Öffentlich geförderte Sozialwohnungen und Wohngeld


Neben unlauterer Abzocke und offenkundigem Sozialbetrug gibt es aber auch völlig legale Wege, wie die Immobilienwirtschaft in den Genuss von Subventionen kommt, die mit öffentlichen Mitteln finanziert werden: die Förderung preisgebundener Sozialwohnungen und das Wohngeld. Die Förderung preisgebundener Wohnungen erfolgt seit der Abschaffung der Wohnungsgemeinnützigkeit im Jahr 1990 nur zeitlich befristet. In NRW liegt diese Frist derzeit bei 25 oder 30 Jahren. Mit der staatlichen Förderung wird der Wohnungseigentümer dafür entschädigt, nicht die marktmögliche, sondern nur die vertraglich vereinbarte niedrigere Miete zu verlangen. Nach Ende der Bindungsfrist können die Eigentümer ihre Wohnungen dann zu marktüblichen Preisen vermieten oder verkaufen.

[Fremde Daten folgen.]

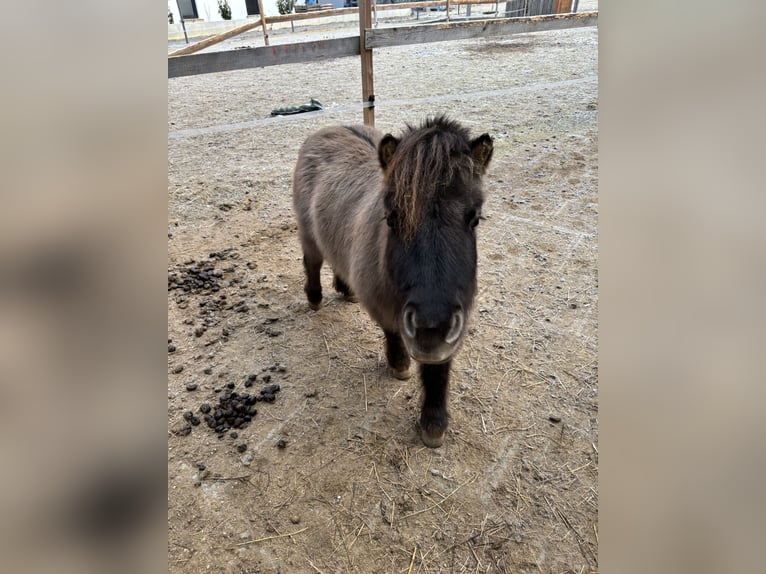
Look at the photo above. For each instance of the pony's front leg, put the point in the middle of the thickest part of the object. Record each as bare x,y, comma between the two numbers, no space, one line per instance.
433,416
397,355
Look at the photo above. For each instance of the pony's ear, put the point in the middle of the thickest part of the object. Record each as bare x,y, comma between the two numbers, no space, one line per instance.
481,151
386,149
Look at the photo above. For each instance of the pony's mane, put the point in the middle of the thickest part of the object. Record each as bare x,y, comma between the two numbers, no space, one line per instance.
425,164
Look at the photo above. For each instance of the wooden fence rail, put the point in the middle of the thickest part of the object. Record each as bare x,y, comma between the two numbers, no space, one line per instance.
262,56
295,17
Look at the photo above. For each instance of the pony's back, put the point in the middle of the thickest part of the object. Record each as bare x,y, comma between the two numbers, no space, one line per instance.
336,188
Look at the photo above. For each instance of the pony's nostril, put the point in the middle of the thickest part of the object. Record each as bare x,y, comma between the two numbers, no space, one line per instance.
456,328
410,326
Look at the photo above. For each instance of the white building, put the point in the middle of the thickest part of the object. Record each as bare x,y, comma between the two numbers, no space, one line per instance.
207,10
202,17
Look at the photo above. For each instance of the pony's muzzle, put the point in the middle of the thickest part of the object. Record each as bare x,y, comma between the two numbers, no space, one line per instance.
430,338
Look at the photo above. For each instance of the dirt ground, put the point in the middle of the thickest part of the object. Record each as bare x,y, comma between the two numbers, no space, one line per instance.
350,487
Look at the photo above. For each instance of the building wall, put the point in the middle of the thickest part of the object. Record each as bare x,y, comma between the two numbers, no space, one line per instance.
207,10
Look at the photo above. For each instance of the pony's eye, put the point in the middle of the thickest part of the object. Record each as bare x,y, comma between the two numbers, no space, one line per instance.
472,217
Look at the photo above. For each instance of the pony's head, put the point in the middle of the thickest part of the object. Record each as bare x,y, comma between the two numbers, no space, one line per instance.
433,202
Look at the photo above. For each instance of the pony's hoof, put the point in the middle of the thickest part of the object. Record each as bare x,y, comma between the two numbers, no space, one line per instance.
401,374
430,440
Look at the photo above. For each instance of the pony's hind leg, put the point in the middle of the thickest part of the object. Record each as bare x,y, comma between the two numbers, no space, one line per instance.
397,356
312,264
342,288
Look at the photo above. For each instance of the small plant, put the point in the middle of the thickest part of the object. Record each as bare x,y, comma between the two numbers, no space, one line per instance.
224,9
285,6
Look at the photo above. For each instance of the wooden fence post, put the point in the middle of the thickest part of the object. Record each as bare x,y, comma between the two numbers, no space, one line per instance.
263,22
368,91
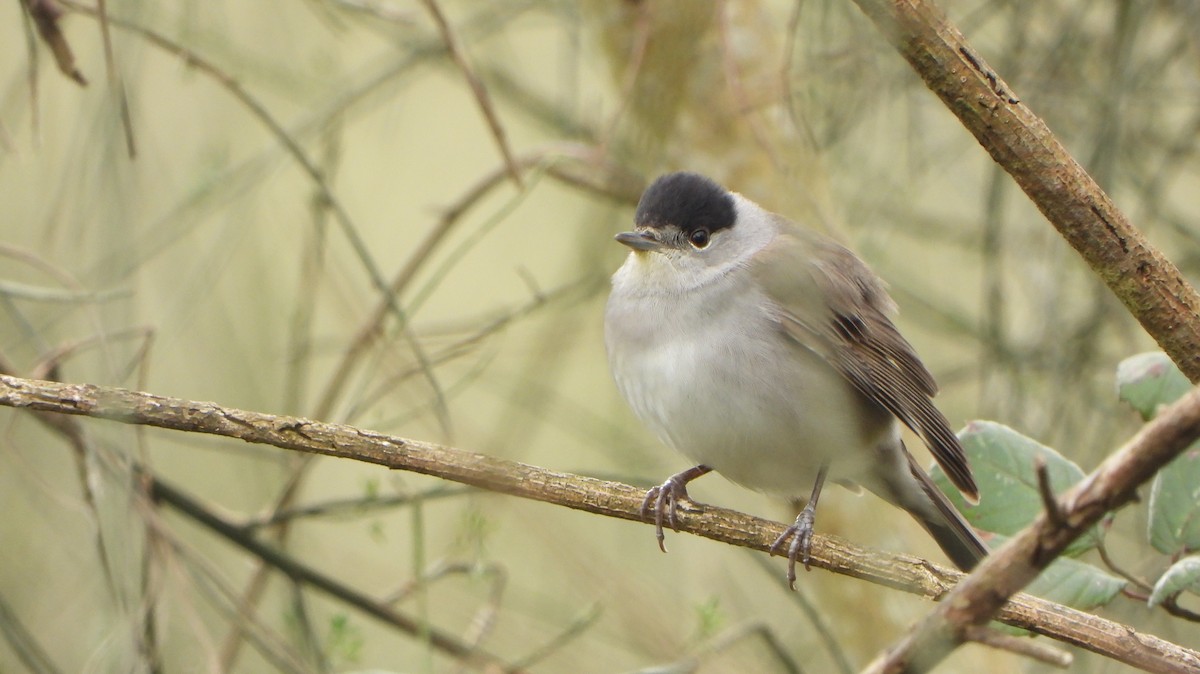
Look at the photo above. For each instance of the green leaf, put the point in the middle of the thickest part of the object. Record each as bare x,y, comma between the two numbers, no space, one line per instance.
1147,381
1182,576
1077,584
1003,465
1175,505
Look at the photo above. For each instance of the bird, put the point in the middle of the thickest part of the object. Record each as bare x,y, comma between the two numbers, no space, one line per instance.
766,351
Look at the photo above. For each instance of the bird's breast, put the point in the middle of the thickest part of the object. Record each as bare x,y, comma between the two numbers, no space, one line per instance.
713,375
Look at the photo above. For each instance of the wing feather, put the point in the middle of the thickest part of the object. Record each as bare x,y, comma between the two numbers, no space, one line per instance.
831,302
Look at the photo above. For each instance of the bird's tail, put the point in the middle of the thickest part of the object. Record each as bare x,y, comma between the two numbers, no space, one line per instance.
943,522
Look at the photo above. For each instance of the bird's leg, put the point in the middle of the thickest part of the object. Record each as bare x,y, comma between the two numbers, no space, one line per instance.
802,531
666,497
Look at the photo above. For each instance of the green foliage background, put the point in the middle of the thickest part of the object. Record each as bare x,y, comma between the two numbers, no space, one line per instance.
213,266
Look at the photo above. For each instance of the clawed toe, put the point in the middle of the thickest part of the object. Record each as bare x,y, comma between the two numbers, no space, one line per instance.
665,500
801,546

Wohngeld wird hälftig von Bund und Land finanziert und als Zuschuss zu den Mietkosten gezahlt. Haushalte mit niedrigen Einkommen sollen unterstützt werden, damit sie ihre Mietkosten tragen können. Alle zwei Jahre erfolgt eine Anpassung an die Preisentwicklung. Anstatt die seit Jahren zu beobachtende dramatische Steigerung der Wohnungsmieten wirksam zu bremsen, wird auf diese Weise die Preispolitik vor allem der großen Wohnungsunternehmen mit öffentlichen Mitteln subventioniert.

Gibt es Alternativen?
Wie lassen sich die ständig steigenden, aus Steuermitteln finanzierten Wohnkostenzuschüsse für Bürgergeldempfänger*innen reduzieren? Wie wäre es mit mutigen Interventionen der Politik in den Wohnungsmarkt: Zum Beispiel mit einem bundesweiten Mietendeckel, um den Mietenanstieg zu bremsen? Oder mit dem Aufbau eines gemeinwohlorientierten kommunalen Wohnungssektors, der bezahlbare Wohnungen garantieren könnte? Die staatlichen Subventionen zugunsten der Wohnungskonzerne wären auf diese Weise jedenfalls besser angelegt.